By now, you’ve probably seen the announcement that Microsoft and Atlassian made yesterday morning about the SharePoint Connector for Confluence. So why is this important from a wiki adoption and use perspective? It frees organizations from the “One size fits all” mentality and enables them to let people choose the best tool for their work – with the knowledge that no matter what they choose the tools will work together.

One of the recurring issues in discussions about enterprise 2.0 has to do with the relationship between new tools like wikis, and more traditional enterprise software. Should the new tools fully replace the existing ones? Can they? And even if they can, will organizations shed their investments in those existing tools and make a wholesale move to the new ones? I don’t think it’s a “one or the other” choice, and organizations that have invested in tools like SharePoint aren’t likely to just write off that investment.

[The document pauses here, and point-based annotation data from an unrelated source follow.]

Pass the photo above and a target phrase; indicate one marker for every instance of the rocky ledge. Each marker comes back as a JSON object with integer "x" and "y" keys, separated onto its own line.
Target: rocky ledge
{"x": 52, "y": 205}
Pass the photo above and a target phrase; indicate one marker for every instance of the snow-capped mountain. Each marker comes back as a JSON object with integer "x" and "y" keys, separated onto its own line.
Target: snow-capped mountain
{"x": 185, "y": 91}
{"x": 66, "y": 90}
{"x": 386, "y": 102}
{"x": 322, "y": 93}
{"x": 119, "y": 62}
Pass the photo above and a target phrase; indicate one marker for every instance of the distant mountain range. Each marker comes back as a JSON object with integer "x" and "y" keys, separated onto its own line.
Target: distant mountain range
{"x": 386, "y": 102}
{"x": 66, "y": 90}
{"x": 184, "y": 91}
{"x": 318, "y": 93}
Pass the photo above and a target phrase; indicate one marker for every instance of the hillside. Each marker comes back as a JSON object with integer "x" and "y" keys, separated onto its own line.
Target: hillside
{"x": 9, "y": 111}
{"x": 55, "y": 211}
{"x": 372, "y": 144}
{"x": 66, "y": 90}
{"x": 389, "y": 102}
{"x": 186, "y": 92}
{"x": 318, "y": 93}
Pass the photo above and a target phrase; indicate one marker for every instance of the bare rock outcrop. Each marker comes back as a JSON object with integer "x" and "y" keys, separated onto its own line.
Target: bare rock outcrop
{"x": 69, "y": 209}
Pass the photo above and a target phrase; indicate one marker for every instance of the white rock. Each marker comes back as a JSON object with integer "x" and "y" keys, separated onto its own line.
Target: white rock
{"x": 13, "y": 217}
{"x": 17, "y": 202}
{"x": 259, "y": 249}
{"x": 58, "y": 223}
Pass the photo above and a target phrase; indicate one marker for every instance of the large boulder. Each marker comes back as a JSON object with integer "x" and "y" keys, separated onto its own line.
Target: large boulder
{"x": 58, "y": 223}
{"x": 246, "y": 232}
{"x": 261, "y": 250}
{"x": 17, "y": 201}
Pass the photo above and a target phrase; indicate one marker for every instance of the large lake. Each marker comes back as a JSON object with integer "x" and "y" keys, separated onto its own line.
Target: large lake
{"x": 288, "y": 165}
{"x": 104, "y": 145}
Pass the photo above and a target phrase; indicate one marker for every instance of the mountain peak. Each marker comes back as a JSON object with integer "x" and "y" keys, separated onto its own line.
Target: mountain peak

So there has to be a “third way” that involves making the tools work together, and the SharePoint Connector is a good example of that. When tools like SharePoint and Confluence can work together, it helps organizations that already have SharePoint feel more confident responding to demand for a wiki like Confluence, knowing the two can work side-by-side. As Zoli said: “just removing the “we’re a SharePoint-shop” political obstacle in some major enterprise clients is worth it alone.” People can use the tool that’s best for their work, (Colin Toal left a good comment on Mike’s blog about this: “You deliver a tonne of value that is beyond simply locking out other products and the integration is slick.”) and not end up with problems like redundant, separately evolving sets of information housed in disconnected places.

Connections like this represent the best of what social media and enterprise 2.0 is really about: collaboration at all levels (including software makers), transparency and easy discovery of information regardless of the “place” where it resides, and a further evolution away from the material constraints that have hindered the effective use of information in organizations.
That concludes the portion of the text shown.